I’ve seen ground wires inside boxes in an older part of this house but the outlets tested as ungrounded.
there’s still no equipment ground with older two wire that’s why the GFCi comes with the labels. Theoretically it would test that a ground is present
 
That extension ring will work drops over the top screw and keyhole slot slips over bottom screw. if it’s a decora/gfci trim plate screw holes should line up no problem decora trim screws are shorter. Yes the trim will look odd cause it’s floating from the wall instead of sitting flush against. Just wrap 3-4x with electrical tape.

Sure. It’s going to be hidden inside a cabinet behind a microwave oven, so appearances aren’t important. It might be wide enough that I won’t have to worry about the terminals touching the metal. I did have concerns about cutting my hands on the sharp edges though. Might make sense to sand down some of the edges, if only to protect any wire.
 
Have no idea how to extract the old box, or if there would even be room in the wall for that.
If that wall is framed with 2' x 4" studs, the plastic deep box will fit since it is 3.65" deep. You can also stick a thin screwdriver or ruler into the wall to verify the depth.

Most steel outlet boxes in older homes are side-nailed through the box into the adjacent wooden stud.

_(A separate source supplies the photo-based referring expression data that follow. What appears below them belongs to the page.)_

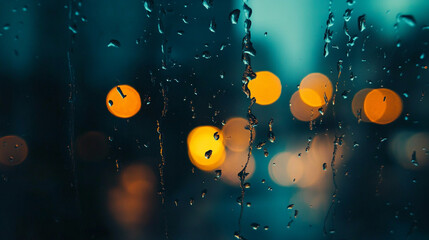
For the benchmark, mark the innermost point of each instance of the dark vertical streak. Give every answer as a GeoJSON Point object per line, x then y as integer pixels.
{"type": "Point", "coordinates": [71, 111]}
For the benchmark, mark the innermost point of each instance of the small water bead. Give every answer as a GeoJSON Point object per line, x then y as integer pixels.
{"type": "Point", "coordinates": [255, 226]}
{"type": "Point", "coordinates": [234, 16]}
{"type": "Point", "coordinates": [208, 154]}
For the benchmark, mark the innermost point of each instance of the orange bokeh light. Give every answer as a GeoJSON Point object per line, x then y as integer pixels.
{"type": "Point", "coordinates": [236, 137]}
{"type": "Point", "coordinates": [266, 88]}
{"type": "Point", "coordinates": [302, 111]}
{"type": "Point", "coordinates": [200, 140]}
{"type": "Point", "coordinates": [13, 150]}
{"type": "Point", "coordinates": [123, 101]}
{"type": "Point", "coordinates": [315, 89]}
{"type": "Point", "coordinates": [357, 104]}
{"type": "Point", "coordinates": [382, 106]}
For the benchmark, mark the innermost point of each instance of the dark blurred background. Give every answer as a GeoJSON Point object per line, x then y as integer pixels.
{"type": "Point", "coordinates": [91, 175]}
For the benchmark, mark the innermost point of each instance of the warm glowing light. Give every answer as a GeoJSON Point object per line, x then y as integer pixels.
{"type": "Point", "coordinates": [131, 201]}
{"type": "Point", "coordinates": [315, 90]}
{"type": "Point", "coordinates": [123, 101]}
{"type": "Point", "coordinates": [13, 150]}
{"type": "Point", "coordinates": [236, 137]}
{"type": "Point", "coordinates": [266, 88]}
{"type": "Point", "coordinates": [302, 111]}
{"type": "Point", "coordinates": [357, 104]}
{"type": "Point", "coordinates": [92, 146]}
{"type": "Point", "coordinates": [234, 163]}
{"type": "Point", "coordinates": [382, 106]}
{"type": "Point", "coordinates": [286, 169]}
{"type": "Point", "coordinates": [200, 141]}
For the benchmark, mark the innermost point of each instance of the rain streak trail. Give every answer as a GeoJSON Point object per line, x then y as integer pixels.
{"type": "Point", "coordinates": [248, 75]}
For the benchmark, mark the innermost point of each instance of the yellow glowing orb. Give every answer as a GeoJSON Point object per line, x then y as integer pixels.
{"type": "Point", "coordinates": [315, 89]}
{"type": "Point", "coordinates": [357, 104]}
{"type": "Point", "coordinates": [266, 88]}
{"type": "Point", "coordinates": [302, 111]}
{"type": "Point", "coordinates": [382, 106]}
{"type": "Point", "coordinates": [236, 137]}
{"type": "Point", "coordinates": [201, 141]}
{"type": "Point", "coordinates": [123, 101]}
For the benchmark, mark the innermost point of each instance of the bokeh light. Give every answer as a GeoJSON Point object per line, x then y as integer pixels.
{"type": "Point", "coordinates": [234, 163]}
{"type": "Point", "coordinates": [315, 90]}
{"type": "Point", "coordinates": [123, 101]}
{"type": "Point", "coordinates": [382, 106]}
{"type": "Point", "coordinates": [13, 150]}
{"type": "Point", "coordinates": [92, 146]}
{"type": "Point", "coordinates": [357, 104]}
{"type": "Point", "coordinates": [236, 136]}
{"type": "Point", "coordinates": [201, 140]}
{"type": "Point", "coordinates": [302, 111]}
{"type": "Point", "coordinates": [266, 88]}
{"type": "Point", "coordinates": [131, 201]}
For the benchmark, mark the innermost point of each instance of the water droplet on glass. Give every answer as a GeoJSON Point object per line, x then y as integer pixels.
{"type": "Point", "coordinates": [254, 226]}
{"type": "Point", "coordinates": [212, 26]}
{"type": "Point", "coordinates": [208, 154]}
{"type": "Point", "coordinates": [234, 15]}
{"type": "Point", "coordinates": [362, 23]}
{"type": "Point", "coordinates": [114, 43]}
{"type": "Point", "coordinates": [408, 19]}
{"type": "Point", "coordinates": [208, 3]}
{"type": "Point", "coordinates": [216, 136]}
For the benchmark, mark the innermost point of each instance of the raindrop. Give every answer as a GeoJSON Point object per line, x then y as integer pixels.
{"type": "Point", "coordinates": [208, 154]}
{"type": "Point", "coordinates": [114, 43]}
{"type": "Point", "coordinates": [414, 159]}
{"type": "Point", "coordinates": [255, 226]}
{"type": "Point", "coordinates": [208, 3]}
{"type": "Point", "coordinates": [408, 19]}
{"type": "Point", "coordinates": [148, 5]}
{"type": "Point", "coordinates": [234, 15]}
{"type": "Point", "coordinates": [260, 145]}
{"type": "Point", "coordinates": [347, 15]}
{"type": "Point", "coordinates": [6, 26]}
{"type": "Point", "coordinates": [216, 136]}
{"type": "Point", "coordinates": [212, 27]}
{"type": "Point", "coordinates": [247, 11]}
{"type": "Point", "coordinates": [362, 23]}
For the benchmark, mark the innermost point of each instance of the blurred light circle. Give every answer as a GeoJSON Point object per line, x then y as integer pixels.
{"type": "Point", "coordinates": [234, 163]}
{"type": "Point", "coordinates": [13, 150]}
{"type": "Point", "coordinates": [382, 106]}
{"type": "Point", "coordinates": [266, 88]}
{"type": "Point", "coordinates": [286, 169]}
{"type": "Point", "coordinates": [358, 104]}
{"type": "Point", "coordinates": [92, 146]}
{"type": "Point", "coordinates": [236, 137]}
{"type": "Point", "coordinates": [131, 202]}
{"type": "Point", "coordinates": [314, 88]}
{"type": "Point", "coordinates": [302, 111]}
{"type": "Point", "coordinates": [123, 101]}
{"type": "Point", "coordinates": [201, 140]}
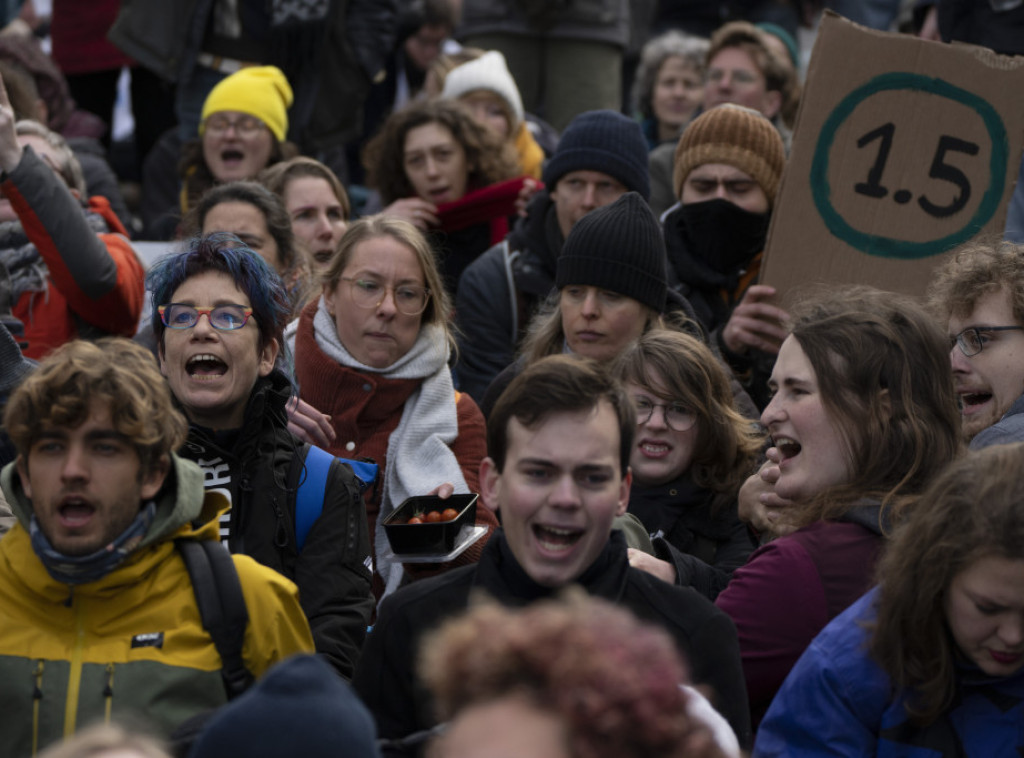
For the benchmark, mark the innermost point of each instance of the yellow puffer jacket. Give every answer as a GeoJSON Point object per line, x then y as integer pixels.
{"type": "Point", "coordinates": [131, 641]}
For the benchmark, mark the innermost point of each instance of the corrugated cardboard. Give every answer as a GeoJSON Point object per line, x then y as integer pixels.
{"type": "Point", "coordinates": [903, 150]}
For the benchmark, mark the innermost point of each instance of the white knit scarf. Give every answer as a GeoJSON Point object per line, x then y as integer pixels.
{"type": "Point", "coordinates": [418, 454]}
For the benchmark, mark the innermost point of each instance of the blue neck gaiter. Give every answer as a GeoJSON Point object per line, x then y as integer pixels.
{"type": "Point", "coordinates": [84, 569]}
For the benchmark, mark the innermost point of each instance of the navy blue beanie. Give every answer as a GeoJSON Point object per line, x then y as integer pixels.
{"type": "Point", "coordinates": [300, 707]}
{"type": "Point", "coordinates": [605, 141]}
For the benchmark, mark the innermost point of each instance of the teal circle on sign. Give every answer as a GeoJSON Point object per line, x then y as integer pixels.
{"type": "Point", "coordinates": [884, 246]}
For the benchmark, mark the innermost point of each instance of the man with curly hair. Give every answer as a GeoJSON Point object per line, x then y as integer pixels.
{"type": "Point", "coordinates": [979, 295]}
{"type": "Point", "coordinates": [98, 613]}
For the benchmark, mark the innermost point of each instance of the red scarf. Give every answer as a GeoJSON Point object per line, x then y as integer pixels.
{"type": "Point", "coordinates": [493, 204]}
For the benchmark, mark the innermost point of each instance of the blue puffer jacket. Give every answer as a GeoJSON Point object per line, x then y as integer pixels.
{"type": "Point", "coordinates": [838, 702]}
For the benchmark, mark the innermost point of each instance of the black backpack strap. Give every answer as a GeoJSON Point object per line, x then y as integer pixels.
{"type": "Point", "coordinates": [221, 606]}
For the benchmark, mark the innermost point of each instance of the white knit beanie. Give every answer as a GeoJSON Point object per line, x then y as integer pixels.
{"type": "Point", "coordinates": [491, 73]}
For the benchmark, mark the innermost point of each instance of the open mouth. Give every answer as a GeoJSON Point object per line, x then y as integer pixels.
{"type": "Point", "coordinates": [75, 512]}
{"type": "Point", "coordinates": [786, 448]}
{"type": "Point", "coordinates": [555, 539]}
{"type": "Point", "coordinates": [973, 399]}
{"type": "Point", "coordinates": [206, 367]}
{"type": "Point", "coordinates": [654, 450]}
{"type": "Point", "coordinates": [1005, 658]}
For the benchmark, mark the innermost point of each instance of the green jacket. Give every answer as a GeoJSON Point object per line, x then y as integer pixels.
{"type": "Point", "coordinates": [131, 641]}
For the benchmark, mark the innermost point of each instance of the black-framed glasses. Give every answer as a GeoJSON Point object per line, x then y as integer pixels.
{"type": "Point", "coordinates": [971, 342]}
{"type": "Point", "coordinates": [222, 318]}
{"type": "Point", "coordinates": [246, 126]}
{"type": "Point", "coordinates": [676, 415]}
{"type": "Point", "coordinates": [409, 299]}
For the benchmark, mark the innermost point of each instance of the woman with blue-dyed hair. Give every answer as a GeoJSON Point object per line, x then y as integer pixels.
{"type": "Point", "coordinates": [219, 311]}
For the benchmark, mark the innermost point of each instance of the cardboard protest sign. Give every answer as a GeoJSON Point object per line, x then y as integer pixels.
{"type": "Point", "coordinates": [903, 150]}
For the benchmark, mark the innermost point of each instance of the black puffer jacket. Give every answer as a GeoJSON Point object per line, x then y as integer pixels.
{"type": "Point", "coordinates": [387, 682]}
{"type": "Point", "coordinates": [253, 467]}
{"type": "Point", "coordinates": [500, 291]}
{"type": "Point", "coordinates": [696, 530]}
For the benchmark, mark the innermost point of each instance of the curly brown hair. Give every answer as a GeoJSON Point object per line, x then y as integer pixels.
{"type": "Point", "coordinates": [974, 509]}
{"type": "Point", "coordinates": [611, 679]}
{"type": "Point", "coordinates": [975, 269]}
{"type": "Point", "coordinates": [728, 444]}
{"type": "Point", "coordinates": [488, 159]}
{"type": "Point", "coordinates": [883, 371]}
{"type": "Point", "coordinates": [112, 370]}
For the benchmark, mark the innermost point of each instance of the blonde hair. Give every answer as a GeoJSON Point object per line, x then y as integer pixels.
{"type": "Point", "coordinates": [370, 227]}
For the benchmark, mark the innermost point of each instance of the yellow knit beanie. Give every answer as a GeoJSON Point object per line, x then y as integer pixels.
{"type": "Point", "coordinates": [259, 90]}
{"type": "Point", "coordinates": [736, 136]}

If you can see both nails inside the box, there is an easy trick to dismount the box without cutting out any drywall. First, use a stud finder to determine whether the stud is on the left or right side of the box. Then, take needle nose Vise-Grip pliers and tightly clamp it onto one of the nails inside the box on the side of the stud. Insert a long screwdriver between the inside of the metal box and pry the Vise-Grip pliers/nail laterally away from the stud. Repeat with the second nail and the box can be pulled directly out of the wall through the existing opening.

Some metal boxes are nailed to the stud with a side bracket. The video below shows how to cut it out with a hacksaw or SawZall.

 
I brought it back and checked out how it all fits with an 18 cubic inch plastic box (cost maybe 32 cents) that I keep around for practicing installation and for checking size. I installed a salvaged, working GFCI receptacle that's on the big side. I don't think there's risk of the terminals touching the side because of "bumps" on the side. I'm not sure how to cover it. Typical shallow Decora wallplate screws are still too long but it does secure a plate. I remember the galvanized "GFCI cover" that was on the same shelf had holes/screws that lined up with the holes where a switch or receptacle would be mounted.